I learned that my brain had, in the past toned down what I saw to emphasise perspective, always useful to a hunter gatherer. In fact at times I could see very vein on every leaf on a tree. Every bug and every insect upon that tree. It did not last long. My brain would overload and shut down so that at times I became catatonic. Incapable of thought or movement. I was a writer before the accident. I could not read and think at the same time after the accident. My eyes don't track right and the effort to recognise and follow the text uses up all my brainpower, so there is not much left to think what I am reading. Obviously that is much improved. Though I sold all my books and have not been able to read one since the accident. Text onscreen is much better. Letters through the post and forms remain a nightmare.

 

Voices, sounds I could not quickly identify the location of would be assigned to my chest and emanate from within. I regularly had out of body experiences that became so everyday and mundane that I learned simply to deal with them with the minimum of fuss. As you would expect, supermarkets were a nightmare, one I learned to avoid at all cost. Airports and escalators, glass and reflections, iron railings and hospitals. Floor patterns, wallpaper. movement of trees and branches. All sent me into meltdown.

 

Sometimes all I would see was movement, the rest greyed out so that I would barely see what was still, yet a fly rubbing its wings across room would startle me. The most bizarre effects I gave up trying to explain since no one ever believed me. You might.

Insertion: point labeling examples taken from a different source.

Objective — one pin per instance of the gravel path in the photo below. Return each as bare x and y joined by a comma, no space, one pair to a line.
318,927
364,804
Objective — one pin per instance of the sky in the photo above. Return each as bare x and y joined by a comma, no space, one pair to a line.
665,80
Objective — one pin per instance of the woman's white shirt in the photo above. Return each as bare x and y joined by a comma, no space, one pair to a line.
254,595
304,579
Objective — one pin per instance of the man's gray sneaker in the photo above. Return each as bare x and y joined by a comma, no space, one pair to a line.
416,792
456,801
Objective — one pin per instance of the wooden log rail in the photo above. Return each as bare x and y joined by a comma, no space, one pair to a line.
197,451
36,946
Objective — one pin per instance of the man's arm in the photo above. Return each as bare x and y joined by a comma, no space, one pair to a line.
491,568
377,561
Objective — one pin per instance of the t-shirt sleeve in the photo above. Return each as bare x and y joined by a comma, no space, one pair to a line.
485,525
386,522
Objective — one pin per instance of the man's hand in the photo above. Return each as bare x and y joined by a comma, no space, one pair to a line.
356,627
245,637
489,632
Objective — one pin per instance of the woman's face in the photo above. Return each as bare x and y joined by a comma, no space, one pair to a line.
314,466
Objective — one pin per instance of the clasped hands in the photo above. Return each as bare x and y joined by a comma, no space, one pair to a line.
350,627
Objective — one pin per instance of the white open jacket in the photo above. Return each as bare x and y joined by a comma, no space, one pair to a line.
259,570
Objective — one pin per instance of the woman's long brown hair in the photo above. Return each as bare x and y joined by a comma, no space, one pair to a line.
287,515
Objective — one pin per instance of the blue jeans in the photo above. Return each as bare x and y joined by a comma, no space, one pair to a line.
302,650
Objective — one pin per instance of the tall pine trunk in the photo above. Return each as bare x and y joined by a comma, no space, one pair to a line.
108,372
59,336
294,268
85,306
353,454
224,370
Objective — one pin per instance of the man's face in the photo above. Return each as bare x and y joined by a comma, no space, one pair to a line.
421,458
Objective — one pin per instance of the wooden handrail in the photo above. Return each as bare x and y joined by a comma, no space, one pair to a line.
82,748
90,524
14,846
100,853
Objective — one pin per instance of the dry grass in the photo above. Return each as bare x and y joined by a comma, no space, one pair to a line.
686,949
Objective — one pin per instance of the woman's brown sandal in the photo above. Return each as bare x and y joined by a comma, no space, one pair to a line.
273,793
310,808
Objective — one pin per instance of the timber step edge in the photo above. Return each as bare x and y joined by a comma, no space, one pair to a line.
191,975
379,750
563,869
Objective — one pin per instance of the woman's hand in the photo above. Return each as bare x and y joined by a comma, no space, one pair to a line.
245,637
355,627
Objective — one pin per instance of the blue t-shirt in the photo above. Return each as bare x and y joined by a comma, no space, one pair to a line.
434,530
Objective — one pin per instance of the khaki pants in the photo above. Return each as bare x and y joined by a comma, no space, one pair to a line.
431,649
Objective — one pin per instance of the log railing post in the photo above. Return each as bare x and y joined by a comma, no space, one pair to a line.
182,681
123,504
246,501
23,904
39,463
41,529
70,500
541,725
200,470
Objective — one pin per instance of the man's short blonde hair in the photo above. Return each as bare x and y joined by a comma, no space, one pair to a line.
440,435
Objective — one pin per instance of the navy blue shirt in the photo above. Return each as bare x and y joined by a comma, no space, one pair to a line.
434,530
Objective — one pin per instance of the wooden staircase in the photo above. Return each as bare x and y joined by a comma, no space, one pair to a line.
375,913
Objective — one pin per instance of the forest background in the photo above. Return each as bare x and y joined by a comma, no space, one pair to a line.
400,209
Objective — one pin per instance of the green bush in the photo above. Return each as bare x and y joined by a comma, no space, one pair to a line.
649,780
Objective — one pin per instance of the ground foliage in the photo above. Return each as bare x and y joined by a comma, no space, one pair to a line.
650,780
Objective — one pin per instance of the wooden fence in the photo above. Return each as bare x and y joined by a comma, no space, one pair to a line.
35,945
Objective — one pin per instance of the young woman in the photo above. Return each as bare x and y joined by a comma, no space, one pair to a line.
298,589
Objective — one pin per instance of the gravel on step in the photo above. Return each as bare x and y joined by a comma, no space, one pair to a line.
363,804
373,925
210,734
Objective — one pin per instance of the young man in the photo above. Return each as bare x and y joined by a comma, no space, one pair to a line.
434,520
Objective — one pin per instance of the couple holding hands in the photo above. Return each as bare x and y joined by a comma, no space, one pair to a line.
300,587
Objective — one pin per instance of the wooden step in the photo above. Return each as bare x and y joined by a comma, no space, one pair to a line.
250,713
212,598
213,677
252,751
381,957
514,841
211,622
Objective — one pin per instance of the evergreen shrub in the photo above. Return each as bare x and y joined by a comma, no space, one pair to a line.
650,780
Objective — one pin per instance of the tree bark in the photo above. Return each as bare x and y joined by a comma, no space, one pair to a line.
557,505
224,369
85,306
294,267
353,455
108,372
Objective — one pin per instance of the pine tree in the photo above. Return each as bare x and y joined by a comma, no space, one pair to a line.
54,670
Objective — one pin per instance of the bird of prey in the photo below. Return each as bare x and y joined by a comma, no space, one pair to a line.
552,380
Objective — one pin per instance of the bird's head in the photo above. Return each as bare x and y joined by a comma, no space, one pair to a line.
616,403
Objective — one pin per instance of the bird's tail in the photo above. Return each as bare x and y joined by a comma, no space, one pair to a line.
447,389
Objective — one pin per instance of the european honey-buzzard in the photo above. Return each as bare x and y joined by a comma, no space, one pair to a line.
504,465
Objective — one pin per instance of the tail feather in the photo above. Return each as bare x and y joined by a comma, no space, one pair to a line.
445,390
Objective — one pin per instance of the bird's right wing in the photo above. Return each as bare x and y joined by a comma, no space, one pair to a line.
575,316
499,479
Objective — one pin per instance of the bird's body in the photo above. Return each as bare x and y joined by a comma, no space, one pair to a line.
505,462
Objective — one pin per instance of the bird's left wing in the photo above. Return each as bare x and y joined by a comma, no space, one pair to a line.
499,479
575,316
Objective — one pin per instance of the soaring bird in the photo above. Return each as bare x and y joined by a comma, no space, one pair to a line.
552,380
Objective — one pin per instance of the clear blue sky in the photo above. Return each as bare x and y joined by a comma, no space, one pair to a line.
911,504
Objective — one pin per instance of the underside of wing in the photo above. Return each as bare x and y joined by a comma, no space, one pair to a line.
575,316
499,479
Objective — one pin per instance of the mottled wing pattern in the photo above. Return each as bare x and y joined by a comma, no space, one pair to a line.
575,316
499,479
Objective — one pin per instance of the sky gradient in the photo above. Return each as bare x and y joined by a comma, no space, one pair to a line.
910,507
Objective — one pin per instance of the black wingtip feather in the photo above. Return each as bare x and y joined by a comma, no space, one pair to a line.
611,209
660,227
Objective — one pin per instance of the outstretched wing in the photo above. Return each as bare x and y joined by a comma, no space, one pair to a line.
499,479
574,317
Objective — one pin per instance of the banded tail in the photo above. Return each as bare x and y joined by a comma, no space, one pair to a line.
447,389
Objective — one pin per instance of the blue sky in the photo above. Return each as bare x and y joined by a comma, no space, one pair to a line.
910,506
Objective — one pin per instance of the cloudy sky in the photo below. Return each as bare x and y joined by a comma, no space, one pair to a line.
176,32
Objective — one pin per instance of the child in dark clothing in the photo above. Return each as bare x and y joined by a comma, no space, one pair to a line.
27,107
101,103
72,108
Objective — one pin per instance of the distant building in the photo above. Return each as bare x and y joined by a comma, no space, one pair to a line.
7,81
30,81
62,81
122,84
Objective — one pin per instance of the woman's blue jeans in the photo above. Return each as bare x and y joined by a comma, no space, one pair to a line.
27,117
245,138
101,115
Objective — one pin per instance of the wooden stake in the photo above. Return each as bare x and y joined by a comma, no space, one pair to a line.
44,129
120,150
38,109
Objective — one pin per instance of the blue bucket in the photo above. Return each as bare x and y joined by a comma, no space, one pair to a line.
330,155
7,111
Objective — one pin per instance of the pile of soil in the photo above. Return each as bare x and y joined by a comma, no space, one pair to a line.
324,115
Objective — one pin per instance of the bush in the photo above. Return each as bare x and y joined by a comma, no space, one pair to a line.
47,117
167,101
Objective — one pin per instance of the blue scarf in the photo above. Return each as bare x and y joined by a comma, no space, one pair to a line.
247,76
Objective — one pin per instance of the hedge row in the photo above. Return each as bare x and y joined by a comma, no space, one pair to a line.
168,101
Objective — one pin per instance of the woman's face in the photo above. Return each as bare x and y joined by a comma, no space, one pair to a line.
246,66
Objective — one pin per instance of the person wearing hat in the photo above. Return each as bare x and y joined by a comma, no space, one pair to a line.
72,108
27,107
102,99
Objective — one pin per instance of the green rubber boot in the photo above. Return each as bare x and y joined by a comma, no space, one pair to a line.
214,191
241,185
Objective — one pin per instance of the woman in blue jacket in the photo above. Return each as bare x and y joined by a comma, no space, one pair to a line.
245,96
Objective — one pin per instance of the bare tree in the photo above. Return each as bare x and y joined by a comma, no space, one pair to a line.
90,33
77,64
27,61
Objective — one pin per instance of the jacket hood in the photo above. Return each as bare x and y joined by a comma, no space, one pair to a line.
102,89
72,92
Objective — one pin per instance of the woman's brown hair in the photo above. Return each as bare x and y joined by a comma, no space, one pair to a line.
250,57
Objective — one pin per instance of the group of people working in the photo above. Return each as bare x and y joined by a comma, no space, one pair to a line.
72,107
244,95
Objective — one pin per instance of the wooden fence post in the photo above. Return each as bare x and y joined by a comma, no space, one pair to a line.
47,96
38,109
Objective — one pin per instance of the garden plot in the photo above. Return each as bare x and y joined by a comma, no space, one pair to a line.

At the clinic I sat facing a group of chairs. To my right there were two doors facing each other and people came and went. Since I could on those occasions, since I was sitting down, my brain getting enough oxygen, see abnormally well, like a hawk but with no sense of perspective at all. It made sense to my brain that the chairs at the front were, since they were smaller, for children. It followed that anyone sitting in them would be a child. That meant where there was conflict my brain would turn the adults into children, or little people by changing their features. The people at my right, going from door to door, since I saw them perfectly clearly with no perspective, were also little people, my brain helpfully resizing their heads and making their legs shorter. When they very occasionally turned and came my way, in front of my eyes they would metamorphise into regular sized people as they approached, their legs growing longer and their heads shrinking as I recoiled and squirmed in my seat in an effort to escape, what to me was just a weird hallucination.

 

I learned over time that the way out of my nightmare was to work at forcing my senses to coordinate. Any sound had to be linked to some object or movement. Any bizarre effect that happened had to be thought out and a logical explanation forced on my brain. All effects had to be tied together, seeing, feeling, hearing.  When my 'soul,' kinesthetic sense of my centre drifted away like a balloon I would bang my head on whatever was behind it, it happened sitting or lying down, to make a sound and watch as my point of view shifted as my head thumped the pillow and made a sound like a drum beating, a feeling that went right through my body with my blood. The helpful picure of me on the bed or chair that my brain provided for me to explain the feeling that I was out of my  body and looking down at myself I learned to detect and recognise as a construct. A fake.  Gradually my out of body experience would fade as my centre returned to my body.  The only sense not effected was my sense of smell. The rest were a mess.

 

I learned to deal with my condition. I wear a baseball cap pulled low to cut the visual inputs in busy places. I never ever try to do anything quickly. I never let myself get tired. I try and avoid over stimulating places. I try to sleep more and avoid too much screen time. If its really bad for relief I might wear ear plugs, though of course long term the aim is to recover and live in the multi sensory world as it is, not just cut down on the inputs.

 

That's my story I hope it might help somebody else. If there are any errors, I have no spell checker or grammar checker, its down to the fact I don't do proof reading anymore.